A review by gorecki
Red Milk by Sjón

3.0

It’s not hard to imagine life as a train ride: you’re making your way along pre-set rails, which often have double slips allowing you to move to another track and pick another direction at will. Every once in a while you’d stop - to let someone in or out, to repair something, or because you’re just temporarily out of whatever fuel it is you’re running on. But it’s the part of people getting on and off that I’m interested in. They always seem to leave and forget something behind and so you go on your way with the traces of different people in you, their “lost and found”.

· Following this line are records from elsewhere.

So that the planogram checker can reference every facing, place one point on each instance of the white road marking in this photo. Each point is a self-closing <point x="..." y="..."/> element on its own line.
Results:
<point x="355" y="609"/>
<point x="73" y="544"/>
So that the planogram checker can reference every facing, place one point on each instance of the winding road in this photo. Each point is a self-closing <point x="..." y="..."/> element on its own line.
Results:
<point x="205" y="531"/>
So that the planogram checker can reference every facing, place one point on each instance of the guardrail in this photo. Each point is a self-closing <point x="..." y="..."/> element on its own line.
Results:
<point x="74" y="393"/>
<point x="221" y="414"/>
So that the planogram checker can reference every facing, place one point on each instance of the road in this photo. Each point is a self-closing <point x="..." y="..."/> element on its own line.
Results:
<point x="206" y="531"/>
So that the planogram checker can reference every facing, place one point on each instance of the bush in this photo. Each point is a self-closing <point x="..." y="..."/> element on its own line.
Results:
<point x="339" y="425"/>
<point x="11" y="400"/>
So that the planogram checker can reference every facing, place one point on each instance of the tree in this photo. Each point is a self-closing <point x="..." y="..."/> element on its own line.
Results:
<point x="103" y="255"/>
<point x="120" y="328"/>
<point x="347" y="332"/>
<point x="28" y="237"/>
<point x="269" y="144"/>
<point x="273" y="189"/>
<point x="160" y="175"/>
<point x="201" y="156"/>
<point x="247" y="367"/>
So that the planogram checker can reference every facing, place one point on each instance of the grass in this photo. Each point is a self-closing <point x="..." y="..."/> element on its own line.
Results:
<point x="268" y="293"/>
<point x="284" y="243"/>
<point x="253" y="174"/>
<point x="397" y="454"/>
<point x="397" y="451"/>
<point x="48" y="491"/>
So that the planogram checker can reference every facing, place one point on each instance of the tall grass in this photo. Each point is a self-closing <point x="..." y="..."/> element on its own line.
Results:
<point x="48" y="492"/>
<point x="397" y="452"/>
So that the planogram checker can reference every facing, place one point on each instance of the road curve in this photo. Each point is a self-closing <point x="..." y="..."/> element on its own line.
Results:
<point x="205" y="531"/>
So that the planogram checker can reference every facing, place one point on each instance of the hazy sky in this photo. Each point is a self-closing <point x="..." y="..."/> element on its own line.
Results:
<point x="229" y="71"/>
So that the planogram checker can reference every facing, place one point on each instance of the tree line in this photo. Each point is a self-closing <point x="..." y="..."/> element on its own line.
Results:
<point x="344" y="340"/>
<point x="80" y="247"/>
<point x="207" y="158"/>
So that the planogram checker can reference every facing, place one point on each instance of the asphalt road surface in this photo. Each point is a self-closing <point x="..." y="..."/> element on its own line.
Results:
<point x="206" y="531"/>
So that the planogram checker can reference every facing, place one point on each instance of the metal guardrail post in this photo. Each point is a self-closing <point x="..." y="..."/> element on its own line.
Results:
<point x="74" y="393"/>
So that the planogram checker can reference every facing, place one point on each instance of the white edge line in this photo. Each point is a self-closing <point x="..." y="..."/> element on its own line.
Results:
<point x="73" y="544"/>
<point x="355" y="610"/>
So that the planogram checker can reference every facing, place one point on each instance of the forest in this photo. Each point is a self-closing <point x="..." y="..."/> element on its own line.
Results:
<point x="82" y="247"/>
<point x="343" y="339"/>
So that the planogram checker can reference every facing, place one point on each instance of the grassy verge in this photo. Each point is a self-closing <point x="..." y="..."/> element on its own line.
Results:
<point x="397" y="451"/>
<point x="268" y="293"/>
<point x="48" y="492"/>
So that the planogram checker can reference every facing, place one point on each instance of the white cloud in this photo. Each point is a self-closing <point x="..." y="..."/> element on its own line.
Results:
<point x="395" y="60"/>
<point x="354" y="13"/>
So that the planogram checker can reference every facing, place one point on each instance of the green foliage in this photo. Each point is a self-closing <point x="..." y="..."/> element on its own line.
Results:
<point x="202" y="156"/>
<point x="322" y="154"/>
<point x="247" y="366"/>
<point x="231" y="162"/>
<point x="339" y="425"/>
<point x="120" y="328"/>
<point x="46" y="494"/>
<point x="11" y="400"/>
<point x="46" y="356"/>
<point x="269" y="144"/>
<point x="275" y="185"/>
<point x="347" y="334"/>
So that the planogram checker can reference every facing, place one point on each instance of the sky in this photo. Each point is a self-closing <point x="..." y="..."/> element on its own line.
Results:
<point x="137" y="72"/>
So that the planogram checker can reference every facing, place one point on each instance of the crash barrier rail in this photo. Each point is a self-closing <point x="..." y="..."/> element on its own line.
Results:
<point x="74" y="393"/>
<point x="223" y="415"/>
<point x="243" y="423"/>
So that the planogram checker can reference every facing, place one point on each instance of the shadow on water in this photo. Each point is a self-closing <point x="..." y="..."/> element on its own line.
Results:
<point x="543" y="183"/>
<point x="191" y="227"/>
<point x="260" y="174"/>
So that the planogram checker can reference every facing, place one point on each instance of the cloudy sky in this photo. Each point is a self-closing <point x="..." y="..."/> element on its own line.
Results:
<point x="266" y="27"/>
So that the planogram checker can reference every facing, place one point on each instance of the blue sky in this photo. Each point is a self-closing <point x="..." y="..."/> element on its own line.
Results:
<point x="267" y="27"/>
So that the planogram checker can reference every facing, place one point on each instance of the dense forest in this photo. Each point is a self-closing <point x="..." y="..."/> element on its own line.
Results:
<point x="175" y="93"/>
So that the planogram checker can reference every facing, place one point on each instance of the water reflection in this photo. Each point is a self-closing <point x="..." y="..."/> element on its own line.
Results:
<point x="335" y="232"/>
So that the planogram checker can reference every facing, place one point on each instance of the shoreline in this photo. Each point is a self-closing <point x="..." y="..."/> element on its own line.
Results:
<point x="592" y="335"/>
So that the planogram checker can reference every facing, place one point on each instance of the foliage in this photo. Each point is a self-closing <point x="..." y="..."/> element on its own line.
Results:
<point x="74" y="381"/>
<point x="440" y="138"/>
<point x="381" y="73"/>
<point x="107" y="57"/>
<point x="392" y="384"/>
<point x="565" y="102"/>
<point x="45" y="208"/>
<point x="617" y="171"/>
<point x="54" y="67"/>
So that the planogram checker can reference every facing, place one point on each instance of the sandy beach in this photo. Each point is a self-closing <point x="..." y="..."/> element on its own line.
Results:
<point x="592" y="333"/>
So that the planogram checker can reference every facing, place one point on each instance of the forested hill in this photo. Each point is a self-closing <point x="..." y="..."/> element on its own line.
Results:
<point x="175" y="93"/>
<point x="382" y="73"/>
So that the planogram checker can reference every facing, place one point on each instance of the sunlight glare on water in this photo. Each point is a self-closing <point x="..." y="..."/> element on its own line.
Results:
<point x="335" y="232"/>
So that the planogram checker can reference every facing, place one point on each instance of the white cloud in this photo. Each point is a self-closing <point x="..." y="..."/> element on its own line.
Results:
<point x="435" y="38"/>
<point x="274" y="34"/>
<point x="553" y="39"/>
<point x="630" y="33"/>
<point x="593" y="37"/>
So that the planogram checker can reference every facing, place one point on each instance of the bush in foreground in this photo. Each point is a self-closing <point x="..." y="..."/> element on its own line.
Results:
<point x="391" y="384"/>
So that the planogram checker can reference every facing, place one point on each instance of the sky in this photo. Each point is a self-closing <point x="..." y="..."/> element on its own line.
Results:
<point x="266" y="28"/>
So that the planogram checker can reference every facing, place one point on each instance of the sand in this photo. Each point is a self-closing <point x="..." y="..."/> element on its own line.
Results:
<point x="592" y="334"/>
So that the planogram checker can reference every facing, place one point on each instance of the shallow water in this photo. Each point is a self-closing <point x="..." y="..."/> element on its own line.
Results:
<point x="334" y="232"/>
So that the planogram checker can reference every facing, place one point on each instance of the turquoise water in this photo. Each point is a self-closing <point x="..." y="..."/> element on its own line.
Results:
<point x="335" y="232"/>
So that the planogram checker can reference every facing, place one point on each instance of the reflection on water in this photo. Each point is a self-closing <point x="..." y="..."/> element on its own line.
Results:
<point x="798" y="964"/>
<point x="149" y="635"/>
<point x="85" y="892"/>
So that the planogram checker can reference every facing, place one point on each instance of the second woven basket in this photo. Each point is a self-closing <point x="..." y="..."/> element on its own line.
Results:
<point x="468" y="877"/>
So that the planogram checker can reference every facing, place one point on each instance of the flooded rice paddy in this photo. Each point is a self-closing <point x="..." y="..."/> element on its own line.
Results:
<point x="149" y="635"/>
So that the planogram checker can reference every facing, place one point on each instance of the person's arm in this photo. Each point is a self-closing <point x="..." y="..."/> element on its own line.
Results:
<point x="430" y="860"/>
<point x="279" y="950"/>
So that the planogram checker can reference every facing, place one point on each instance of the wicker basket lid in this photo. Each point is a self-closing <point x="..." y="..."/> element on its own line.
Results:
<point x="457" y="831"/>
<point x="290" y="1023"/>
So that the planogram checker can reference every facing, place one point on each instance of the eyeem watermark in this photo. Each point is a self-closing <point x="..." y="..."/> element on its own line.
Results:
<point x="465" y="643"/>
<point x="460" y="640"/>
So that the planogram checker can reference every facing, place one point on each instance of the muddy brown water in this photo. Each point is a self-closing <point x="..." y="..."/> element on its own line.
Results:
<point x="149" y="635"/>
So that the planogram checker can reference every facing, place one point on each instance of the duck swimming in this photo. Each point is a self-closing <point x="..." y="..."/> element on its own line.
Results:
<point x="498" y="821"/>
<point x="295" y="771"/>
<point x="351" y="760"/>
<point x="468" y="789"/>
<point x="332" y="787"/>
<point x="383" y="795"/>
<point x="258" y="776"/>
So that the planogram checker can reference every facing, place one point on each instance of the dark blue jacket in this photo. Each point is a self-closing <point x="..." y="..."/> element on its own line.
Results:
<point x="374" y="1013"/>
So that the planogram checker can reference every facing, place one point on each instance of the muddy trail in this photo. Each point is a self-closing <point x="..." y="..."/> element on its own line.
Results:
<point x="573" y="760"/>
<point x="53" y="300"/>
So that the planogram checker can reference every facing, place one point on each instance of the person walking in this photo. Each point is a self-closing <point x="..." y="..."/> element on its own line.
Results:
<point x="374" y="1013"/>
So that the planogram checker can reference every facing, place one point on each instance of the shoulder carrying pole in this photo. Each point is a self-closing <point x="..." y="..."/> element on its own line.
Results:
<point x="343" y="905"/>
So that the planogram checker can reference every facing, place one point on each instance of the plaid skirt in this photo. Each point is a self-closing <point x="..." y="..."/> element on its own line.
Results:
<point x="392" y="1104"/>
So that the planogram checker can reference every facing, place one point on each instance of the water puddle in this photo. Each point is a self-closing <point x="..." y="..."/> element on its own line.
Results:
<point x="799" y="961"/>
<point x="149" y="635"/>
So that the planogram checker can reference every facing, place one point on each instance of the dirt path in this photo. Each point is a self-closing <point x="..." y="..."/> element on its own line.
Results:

Sjón’s Red Milk is a novel of snippets that cover the short life of Icelandic Neo-Nazi Gunnar Kampen. Opening with him lying dead in a train in the UK, in just 132 pages it covers his short journey through life from his childhood to his final day aboard said train. And while at first I found the structure a little bit lacking, a little bit incomplete, it started making sense once I finished the novel: the various chapters seemed more like stations in Kampen’s life. The many stations where others got on or off, where he switched tracks and shifted his journey towards a darker and crueller destination. How Savitri Devi Mukherji planted the seed of Neo-Nazism in him and how it found a warm place to grow in Gunnar in the middle of Iceland’s landscape.

People often blame parents for their children’s mistakes or the way they turn out as grownups, which is something I never understood because it takes the weight of responsibility off the shoulders of the perpetrator. Or how people would often say “they were such a polite person, they always said hello”, as if manners are a guarantee for goodness or kindness. And I love that this short little book touches on this too: that monsters are often raised in loving families.

Though I didn’t love Red Milk as much as Sjón’s other works, I’m very glad to have read it. It gives a very interesting perspective to a dark period of history that never really ended. It’s just changed its nature and name and still lurks around stations in our lives and people who enter and leave them, dragging their muddy shoes through our carriages.